Hujan dan Kepastian
![]() |
“Saya boleh duduk di sini, Mbak?” pinta ibu itu sambil mengelap peluh di dahi dengan ujung jariknya.
“Oh, silakan, Bu?” ucap Kaila ramah.
“Ngasta [2] di mana, Mbak?” Ibu itu bertanya.
“Saya ngajar di SMP Binatama, Bu?” jawab Kaila sambil memasukkan ponselnya ke saku.
“Ibu baru pulang dari pasar? Ibu jualan apa?” Kaila tertarik dengan tenggok yang dibawa ibu itu.
“Ibu jualan keripik tempe, Mbak. Buatan sendiri. Yah, untung sedikit lumayan lah bisa untuk makan,” kata ibu itu sambil tersenyum.
Kaila mengerutkan dahinya, memandang cara ibu tersenyum, Kaila merasa tidak asing dengan wajah itu. Tapi di mana?
Kaila menoleh, terlihat sang ibu kerepotan mengangkat tenggoknya.
“Saya bantu, Bu?” ucap Kaila seraya menempatkan tenggok di pinggang ibu.
“Terima kasih, Mbak,” kata ibu sambil memegang lengan Kaila.

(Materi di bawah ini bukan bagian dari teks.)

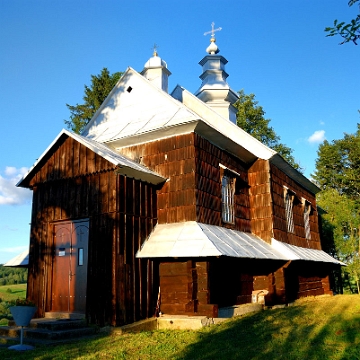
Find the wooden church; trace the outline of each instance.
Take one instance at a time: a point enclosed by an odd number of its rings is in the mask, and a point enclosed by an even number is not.
[[[319,189],[236,125],[214,32],[192,94],[155,52],[81,135],[62,130],[18,183],[33,191],[28,297],[122,325],[331,294]],[[259,296],[261,295],[261,296]]]

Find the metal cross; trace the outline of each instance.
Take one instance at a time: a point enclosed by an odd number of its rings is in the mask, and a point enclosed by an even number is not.
[[[207,31],[206,33],[204,33],[204,35],[211,34],[211,37],[215,37],[215,31],[220,31],[220,30],[222,30],[222,28],[214,29],[214,26],[215,26],[215,23],[212,22],[212,23],[211,23],[212,30],[211,30],[211,31]]]
[[[155,54],[157,55],[157,49],[159,48],[159,45],[157,45],[156,43],[154,43],[154,46],[151,48],[151,50],[153,50],[153,54],[155,56]]]

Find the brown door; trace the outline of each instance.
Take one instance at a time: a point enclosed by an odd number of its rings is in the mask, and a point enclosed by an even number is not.
[[[86,310],[88,220],[54,224],[52,311]]]

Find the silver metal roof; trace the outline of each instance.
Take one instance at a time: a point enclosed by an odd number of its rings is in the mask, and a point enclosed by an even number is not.
[[[345,265],[322,250],[306,249],[196,221],[157,224],[138,258],[230,256],[247,259],[306,260]]]
[[[286,244],[275,239],[271,239],[271,245],[281,253],[286,254],[289,260],[320,261],[346,266],[346,264],[334,259],[323,250],[303,248],[300,246]]]
[[[196,221],[158,224],[138,258],[230,256],[287,260],[255,235]]]
[[[23,251],[21,254],[16,255],[14,258],[9,260],[4,266],[13,267],[27,267],[29,265],[29,250]]]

Seketika dada Kaila berdesir, ada apa ini? Ibu itu duduk di bangku belakang, karena barang bawaannya diletakkan di bagasi belakang bus. Sementara Kaila memilih duduk di bangku depan. Setelah menempatkan tubuhnya di kursi penumpang, Kaila segera memposisikan diri senyaman mungkin untuk tidur. Ya, Kaila sering tidur di atas bus karena perjalanan ke rumah Kaila ditempuh selama satu jam. Sopir dan kondektur sudah sangat hafal, sehingga Kaila merasa aman tanpa khawatir terjadi kejahatan di angkutan umum tersebut.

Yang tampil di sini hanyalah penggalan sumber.